Au nord-est de la Syrie, la manœuvre de désengagement des troupes régulières qui scelle le pacte avec les FDS

Le paysage sécuritaire dans le nord-est de la Syrie connaît une mutation significative depuis ce mardi. Le commandement des opérations de l’armée syrienne a acté un changement de dispositif majeur aux abords de la ville d’Hassaké, marquant une nouvelle étape dans les relations entre Damas et les forces kurdes.

Ce mouvement de troupes, loin d’être un repli improvisé, répond à une logique de coordination précise. Selon les informations relayées par l’agence Anadolu, les unités de l’armée régulière ont entamé leur retrait des zones périphériques d’Hassaké pour céder le terrain aux forces de sécurité intérieure. Cette manœuvre s’inscrit dans le cadre de l’application stricte d’un accord conclu entre l’État syrien et le groupe YPG/FDS.
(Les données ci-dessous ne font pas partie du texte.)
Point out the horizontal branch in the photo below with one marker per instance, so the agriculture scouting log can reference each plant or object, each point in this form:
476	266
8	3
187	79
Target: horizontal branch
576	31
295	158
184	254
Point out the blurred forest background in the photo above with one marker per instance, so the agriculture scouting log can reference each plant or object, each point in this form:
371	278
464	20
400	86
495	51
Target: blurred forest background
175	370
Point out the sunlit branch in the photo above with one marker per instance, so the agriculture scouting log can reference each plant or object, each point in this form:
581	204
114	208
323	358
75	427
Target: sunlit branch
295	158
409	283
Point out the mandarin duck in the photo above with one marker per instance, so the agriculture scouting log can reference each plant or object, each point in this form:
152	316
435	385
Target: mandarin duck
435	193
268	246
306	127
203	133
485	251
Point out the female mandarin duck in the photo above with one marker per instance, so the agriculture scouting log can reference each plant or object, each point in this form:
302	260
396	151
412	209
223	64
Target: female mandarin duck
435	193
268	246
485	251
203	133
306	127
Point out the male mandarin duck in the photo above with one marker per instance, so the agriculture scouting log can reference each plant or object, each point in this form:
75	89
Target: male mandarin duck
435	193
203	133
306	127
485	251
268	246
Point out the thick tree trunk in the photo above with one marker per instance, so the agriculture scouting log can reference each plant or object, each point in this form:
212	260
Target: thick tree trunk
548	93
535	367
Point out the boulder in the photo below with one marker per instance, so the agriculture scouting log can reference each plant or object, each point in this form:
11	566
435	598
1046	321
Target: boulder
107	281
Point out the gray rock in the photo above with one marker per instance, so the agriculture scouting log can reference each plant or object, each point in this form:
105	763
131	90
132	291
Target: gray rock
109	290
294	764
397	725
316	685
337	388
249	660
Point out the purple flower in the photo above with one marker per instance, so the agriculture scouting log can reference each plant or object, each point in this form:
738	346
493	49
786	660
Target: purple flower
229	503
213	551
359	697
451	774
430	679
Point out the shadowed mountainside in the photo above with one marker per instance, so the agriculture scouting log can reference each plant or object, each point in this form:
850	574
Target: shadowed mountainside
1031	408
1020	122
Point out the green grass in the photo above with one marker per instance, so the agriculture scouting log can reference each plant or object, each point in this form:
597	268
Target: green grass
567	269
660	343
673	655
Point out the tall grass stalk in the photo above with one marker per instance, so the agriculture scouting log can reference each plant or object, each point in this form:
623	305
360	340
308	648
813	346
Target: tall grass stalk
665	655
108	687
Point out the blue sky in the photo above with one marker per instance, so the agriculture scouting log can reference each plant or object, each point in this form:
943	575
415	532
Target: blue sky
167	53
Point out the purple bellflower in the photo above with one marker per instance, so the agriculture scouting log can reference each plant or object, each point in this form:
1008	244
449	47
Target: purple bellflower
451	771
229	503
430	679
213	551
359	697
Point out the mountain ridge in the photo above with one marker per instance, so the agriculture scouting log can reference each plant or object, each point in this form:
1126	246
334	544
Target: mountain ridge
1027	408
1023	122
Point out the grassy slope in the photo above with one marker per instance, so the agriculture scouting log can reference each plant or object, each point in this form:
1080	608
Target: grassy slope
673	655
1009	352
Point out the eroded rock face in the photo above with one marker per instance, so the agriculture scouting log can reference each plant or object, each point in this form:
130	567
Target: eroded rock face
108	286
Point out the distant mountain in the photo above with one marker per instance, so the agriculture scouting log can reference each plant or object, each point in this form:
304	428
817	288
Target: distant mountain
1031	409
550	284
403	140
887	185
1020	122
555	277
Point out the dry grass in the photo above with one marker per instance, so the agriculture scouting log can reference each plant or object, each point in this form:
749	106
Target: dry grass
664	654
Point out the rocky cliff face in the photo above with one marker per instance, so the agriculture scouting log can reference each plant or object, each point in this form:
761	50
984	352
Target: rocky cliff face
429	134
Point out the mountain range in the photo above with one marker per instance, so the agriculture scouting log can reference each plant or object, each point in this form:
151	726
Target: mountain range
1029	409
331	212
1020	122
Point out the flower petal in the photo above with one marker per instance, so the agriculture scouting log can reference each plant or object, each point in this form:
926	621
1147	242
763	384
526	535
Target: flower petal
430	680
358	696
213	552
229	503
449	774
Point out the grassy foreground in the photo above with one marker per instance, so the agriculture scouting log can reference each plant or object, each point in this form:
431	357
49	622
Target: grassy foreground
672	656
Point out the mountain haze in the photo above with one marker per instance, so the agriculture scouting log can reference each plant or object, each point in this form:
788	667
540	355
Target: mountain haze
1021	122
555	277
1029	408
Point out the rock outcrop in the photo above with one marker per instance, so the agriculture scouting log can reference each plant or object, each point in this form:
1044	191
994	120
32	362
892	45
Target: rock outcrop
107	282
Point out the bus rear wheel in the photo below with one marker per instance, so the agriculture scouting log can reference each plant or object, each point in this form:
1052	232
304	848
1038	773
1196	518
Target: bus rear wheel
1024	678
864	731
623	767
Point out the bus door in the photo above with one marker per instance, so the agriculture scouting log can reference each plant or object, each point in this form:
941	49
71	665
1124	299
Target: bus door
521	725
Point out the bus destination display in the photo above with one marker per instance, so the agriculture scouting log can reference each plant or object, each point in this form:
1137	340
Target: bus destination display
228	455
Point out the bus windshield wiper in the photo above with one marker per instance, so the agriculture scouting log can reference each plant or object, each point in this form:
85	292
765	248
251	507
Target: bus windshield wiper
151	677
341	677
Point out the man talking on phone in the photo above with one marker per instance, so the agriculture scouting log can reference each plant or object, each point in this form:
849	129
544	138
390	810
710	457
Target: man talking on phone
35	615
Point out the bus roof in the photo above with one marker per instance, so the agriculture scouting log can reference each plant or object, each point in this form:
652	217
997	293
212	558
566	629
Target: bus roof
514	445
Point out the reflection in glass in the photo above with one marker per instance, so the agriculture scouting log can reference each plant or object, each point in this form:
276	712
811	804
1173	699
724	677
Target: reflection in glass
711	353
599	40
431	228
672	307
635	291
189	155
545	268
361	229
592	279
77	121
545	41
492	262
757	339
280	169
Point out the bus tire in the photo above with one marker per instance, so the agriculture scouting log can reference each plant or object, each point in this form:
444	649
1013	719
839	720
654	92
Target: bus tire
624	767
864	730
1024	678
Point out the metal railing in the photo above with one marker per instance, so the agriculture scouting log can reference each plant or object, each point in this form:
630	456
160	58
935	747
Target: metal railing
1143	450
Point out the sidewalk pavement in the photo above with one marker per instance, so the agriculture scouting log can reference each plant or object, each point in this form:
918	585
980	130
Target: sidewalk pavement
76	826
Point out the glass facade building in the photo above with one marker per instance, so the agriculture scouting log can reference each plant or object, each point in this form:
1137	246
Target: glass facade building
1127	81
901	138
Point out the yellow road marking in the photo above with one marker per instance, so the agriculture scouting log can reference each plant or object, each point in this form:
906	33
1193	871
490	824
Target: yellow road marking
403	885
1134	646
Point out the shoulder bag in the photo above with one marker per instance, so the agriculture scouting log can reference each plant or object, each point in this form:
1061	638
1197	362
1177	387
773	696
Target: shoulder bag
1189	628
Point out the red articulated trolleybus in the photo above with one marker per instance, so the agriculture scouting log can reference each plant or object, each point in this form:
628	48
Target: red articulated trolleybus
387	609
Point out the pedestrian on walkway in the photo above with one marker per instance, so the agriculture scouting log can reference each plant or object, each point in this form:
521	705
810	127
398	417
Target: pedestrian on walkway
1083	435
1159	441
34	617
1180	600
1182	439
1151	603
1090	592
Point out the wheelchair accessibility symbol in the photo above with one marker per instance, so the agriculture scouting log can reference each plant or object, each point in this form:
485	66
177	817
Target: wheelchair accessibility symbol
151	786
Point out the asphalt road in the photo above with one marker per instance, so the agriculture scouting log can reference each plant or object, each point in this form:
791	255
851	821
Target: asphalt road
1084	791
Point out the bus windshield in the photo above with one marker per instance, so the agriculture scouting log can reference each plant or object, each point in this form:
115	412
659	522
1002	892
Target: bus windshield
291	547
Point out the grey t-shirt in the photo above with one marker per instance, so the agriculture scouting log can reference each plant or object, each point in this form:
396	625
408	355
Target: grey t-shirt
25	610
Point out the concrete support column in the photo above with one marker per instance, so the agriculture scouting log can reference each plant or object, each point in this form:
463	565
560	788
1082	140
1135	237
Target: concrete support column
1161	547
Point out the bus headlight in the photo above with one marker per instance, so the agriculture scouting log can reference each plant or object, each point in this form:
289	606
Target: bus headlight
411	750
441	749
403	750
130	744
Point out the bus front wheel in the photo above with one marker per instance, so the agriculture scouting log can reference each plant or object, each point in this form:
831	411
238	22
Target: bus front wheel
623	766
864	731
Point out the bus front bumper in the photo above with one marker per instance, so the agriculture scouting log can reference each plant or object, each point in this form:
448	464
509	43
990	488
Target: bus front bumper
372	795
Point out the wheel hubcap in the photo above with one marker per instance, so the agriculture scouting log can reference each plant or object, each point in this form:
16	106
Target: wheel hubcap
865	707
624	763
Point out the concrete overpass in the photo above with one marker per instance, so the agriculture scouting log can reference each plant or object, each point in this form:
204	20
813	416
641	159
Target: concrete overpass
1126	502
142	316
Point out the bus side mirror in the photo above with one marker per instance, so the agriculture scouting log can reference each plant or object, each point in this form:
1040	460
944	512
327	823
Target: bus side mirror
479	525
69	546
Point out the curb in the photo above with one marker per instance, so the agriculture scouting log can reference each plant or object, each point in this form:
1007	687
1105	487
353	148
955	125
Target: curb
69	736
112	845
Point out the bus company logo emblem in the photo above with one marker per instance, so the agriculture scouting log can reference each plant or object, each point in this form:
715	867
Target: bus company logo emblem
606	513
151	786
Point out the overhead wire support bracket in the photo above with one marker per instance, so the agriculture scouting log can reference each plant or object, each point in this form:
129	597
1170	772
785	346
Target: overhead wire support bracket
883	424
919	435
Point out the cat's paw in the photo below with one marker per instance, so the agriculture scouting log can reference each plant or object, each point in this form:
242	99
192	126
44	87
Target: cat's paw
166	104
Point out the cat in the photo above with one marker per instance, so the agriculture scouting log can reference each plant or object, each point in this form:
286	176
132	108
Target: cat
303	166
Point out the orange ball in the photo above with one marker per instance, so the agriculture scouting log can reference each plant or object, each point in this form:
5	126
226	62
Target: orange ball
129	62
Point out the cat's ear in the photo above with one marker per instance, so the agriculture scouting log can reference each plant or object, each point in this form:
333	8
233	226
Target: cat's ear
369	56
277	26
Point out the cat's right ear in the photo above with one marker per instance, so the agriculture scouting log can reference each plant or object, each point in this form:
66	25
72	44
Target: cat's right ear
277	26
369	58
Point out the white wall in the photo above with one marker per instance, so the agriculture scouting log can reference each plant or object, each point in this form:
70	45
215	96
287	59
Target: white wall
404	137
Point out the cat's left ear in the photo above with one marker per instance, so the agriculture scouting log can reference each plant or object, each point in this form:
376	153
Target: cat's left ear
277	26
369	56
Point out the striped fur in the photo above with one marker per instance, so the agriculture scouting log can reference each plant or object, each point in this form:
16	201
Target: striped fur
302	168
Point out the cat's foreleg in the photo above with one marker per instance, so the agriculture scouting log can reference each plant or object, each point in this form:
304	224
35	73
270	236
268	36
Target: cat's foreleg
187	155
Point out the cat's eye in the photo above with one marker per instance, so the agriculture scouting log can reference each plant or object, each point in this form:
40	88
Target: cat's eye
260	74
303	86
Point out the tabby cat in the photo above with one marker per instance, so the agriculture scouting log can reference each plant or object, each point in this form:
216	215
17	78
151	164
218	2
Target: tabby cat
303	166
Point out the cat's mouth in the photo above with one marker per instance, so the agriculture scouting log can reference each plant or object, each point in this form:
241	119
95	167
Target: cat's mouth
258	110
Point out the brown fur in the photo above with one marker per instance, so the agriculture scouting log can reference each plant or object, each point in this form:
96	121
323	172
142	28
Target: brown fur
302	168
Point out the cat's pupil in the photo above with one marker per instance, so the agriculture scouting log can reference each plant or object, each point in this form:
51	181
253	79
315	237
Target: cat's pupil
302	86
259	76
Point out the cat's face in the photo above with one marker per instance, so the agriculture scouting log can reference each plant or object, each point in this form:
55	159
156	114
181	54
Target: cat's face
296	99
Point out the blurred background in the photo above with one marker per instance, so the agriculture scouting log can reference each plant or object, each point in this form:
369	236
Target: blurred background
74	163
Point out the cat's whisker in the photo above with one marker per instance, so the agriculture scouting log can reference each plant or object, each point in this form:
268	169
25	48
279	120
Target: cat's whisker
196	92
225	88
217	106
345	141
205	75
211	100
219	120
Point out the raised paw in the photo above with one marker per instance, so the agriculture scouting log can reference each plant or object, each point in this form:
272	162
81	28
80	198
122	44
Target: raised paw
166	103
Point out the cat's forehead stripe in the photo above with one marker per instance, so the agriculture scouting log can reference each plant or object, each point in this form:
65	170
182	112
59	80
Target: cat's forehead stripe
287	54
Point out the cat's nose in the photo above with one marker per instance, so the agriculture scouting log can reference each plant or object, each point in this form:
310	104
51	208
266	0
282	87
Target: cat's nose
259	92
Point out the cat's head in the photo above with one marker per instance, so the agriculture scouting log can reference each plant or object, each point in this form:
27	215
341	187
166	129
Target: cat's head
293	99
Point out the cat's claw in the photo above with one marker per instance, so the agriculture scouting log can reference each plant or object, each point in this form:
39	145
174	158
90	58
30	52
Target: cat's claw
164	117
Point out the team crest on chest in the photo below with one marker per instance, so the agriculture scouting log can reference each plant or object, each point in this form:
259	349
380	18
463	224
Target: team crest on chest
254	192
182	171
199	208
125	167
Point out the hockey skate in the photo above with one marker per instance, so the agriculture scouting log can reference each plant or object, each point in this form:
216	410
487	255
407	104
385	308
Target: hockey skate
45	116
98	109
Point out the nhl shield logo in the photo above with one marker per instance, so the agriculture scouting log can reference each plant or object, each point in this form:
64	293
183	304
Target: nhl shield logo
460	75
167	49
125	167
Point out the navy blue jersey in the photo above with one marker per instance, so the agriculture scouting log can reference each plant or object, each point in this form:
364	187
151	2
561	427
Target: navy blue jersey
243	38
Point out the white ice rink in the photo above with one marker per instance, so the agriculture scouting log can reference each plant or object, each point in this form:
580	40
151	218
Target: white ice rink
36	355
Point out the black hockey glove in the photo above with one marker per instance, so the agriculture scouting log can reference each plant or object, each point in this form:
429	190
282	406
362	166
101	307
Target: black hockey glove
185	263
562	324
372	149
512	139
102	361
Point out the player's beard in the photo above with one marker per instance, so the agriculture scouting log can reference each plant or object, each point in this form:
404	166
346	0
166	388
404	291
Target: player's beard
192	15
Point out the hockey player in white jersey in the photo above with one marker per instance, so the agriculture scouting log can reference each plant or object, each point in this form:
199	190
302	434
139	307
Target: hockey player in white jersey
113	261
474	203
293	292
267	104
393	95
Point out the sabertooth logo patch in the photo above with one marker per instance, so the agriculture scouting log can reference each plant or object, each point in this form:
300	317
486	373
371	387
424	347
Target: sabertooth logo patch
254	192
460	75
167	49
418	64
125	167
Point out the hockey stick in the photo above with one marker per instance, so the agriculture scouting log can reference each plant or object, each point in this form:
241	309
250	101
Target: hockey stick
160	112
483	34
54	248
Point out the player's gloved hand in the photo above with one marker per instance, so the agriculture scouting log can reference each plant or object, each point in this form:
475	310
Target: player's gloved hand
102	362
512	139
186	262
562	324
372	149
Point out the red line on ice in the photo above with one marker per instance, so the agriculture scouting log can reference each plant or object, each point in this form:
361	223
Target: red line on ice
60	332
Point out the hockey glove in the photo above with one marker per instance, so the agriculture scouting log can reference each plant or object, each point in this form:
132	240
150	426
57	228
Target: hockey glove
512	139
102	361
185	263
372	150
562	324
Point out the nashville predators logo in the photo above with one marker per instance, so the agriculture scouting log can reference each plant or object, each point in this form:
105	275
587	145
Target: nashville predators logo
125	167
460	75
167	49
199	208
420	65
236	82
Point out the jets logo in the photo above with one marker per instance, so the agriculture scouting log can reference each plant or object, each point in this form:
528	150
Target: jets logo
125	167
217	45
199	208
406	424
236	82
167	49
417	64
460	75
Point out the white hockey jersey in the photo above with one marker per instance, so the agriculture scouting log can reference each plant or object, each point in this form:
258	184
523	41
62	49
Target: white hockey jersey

**Une transition sécuritaire concertée**

Le commandement militaire a précisé, via l’agence de presse officielle SANA, que ce redéploiement vise à normaliser la situation dans cette région stratégique. Alors que l’armée libère ces positions, les forces de sécurité intérieure s’y installent immédiatement pour assurer la continuité du contrôle territorial. Les autorités militaires soulignent que les Forces Démocratiques Syriennes (FDS) respectent les termes de l’entente et ont adopté des « mesures positives » pour faciliter cette transition.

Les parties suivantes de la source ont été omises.